Before Jaguars owner Shad Khan issued a statement strongly suggesting that he won’t be firing coach Urban Meyer, rumors and speculation were building as to whether Khan would try to fire Meyer “for cause.” It’s still a possibility.

While Khan may hope that Meyer will quit (and in turn waive his right to ongoing pay) or may want to negotiate a middle-ground severance package, Khan could still take an aggressive position, firing Meyer for cause, refusing to pay him, and sitting back and waiting for Meyer to fight it.

Fighting it, based on the language teams conventionally use in these agreements, means having the Commissioner resolve it. That’s a stacked deck in favor of the team, especially since (in this specific case) firing Meyer now means not taking Meyer to London next week for one of two NFL games to be played there this year. Although the NFL craves more media attention in England, this isn’t the kind of media attention the league covets, anywhere. If the Jaguars fire Meyer, the NFL avoids the potential embarrassments and complications arising from his time in and around Trafalgar Square.

A “for cause” firing can happen if the coach breaches a material provision of his contract, and the coaching contracts typically used by NFL teams include a “Good Moral Character” clause.

“At all times during the term of this Agreement, whether in the performance of his duties and responsibilities under this Agreement or otherwise, Coach shall conduct himself in accordance with the NFL and Club Personal Conduct Policies, high standards of honesty, morality and good conduct and shall refrain from taking any actions which could be construed as detrimental to the best interests of Club or the NFL,” a comparable contract obtained by PFT explains. “This shall include, but not be limited to, insubordination, drunkenness, any personal conduct on or off the job which could bring disgrace on or discredit to Club, the NFL or both. Coach shall conduct himself with regard to public conventions and morals, and shall not gamble or bet illegally or excessively or gamble at all on any football game or team sport, shall not use intoxicants or stimulants to excess or frequent places or associate with persons of questionable character, shall abide by all standards set forth by Club regarding appearance and standards of workmanship, shall not participate in any activity in violation of the NFL rules, constitution or bylaws, and shall not do or commit any act or thing which would tend to bring him, Club or the NFL into public hatred, contempt, scorn or ridicule, or that could shock or offend the community or ridicule public morals or decency or prejudice the NFL or Club or professional football generally.”

It’s vague. It’s broad. And it’s ultimately decided by the Commissioner, who is employed by Khan and his 31 partners.

The stakes would nevertheless be high.
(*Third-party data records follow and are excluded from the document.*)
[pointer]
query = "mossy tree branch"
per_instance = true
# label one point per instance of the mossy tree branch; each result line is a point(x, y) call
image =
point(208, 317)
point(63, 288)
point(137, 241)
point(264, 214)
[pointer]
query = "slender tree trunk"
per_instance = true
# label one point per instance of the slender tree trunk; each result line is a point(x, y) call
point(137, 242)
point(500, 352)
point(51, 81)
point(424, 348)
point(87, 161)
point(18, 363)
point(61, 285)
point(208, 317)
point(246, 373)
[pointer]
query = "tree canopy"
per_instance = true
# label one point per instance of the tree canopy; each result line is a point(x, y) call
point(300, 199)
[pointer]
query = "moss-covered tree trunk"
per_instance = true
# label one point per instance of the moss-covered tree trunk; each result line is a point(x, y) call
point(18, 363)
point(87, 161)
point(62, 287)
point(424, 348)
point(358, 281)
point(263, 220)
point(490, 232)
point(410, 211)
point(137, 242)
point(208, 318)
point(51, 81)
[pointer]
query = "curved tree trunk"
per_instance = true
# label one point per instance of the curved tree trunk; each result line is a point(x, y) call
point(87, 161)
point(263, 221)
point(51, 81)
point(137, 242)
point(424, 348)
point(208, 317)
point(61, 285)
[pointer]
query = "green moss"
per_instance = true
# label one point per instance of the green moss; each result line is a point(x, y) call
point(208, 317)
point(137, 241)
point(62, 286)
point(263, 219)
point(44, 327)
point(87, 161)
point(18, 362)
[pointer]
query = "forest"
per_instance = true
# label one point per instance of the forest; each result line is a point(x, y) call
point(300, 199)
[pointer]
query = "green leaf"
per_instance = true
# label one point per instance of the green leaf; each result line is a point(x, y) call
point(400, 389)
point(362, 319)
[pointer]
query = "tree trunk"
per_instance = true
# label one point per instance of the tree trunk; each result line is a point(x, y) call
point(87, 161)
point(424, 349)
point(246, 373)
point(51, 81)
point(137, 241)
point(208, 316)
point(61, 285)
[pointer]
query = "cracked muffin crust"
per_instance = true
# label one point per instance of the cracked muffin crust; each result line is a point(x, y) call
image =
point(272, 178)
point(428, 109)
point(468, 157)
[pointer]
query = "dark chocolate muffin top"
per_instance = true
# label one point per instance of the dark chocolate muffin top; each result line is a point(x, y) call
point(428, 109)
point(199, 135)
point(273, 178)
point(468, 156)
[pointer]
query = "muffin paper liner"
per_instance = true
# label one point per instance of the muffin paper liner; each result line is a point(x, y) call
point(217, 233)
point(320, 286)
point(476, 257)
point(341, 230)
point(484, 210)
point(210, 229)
The general sense in league circles is that Meyer is making $10 million per year. The number of years of the deal, and more importantly the number of years that are fully guaranteed, could make this a problem costing as much as $50 million or $60 million, minus what he has earned so far this year.

Khan’s assessment of the broader risks and rewards should include the benefit to the organization of making a change now, the possibility that he’ll resign at some point, and the chances that he’ll do something else that would make a case for a for-cause firing even stronger. Khan also would have to be willing to set aside his own pride and ego and admit that he made a serious mistake, something he may not be inclined to do.

Regardless of where things go from here, it feels much more like the beginning of the end than the end of the beginning. The team already was 0-4 before Meyer’s misadventures in Ohio. Recent events won’t make it any easier to stop a historic losing streak, which currently is at 19 games and counting.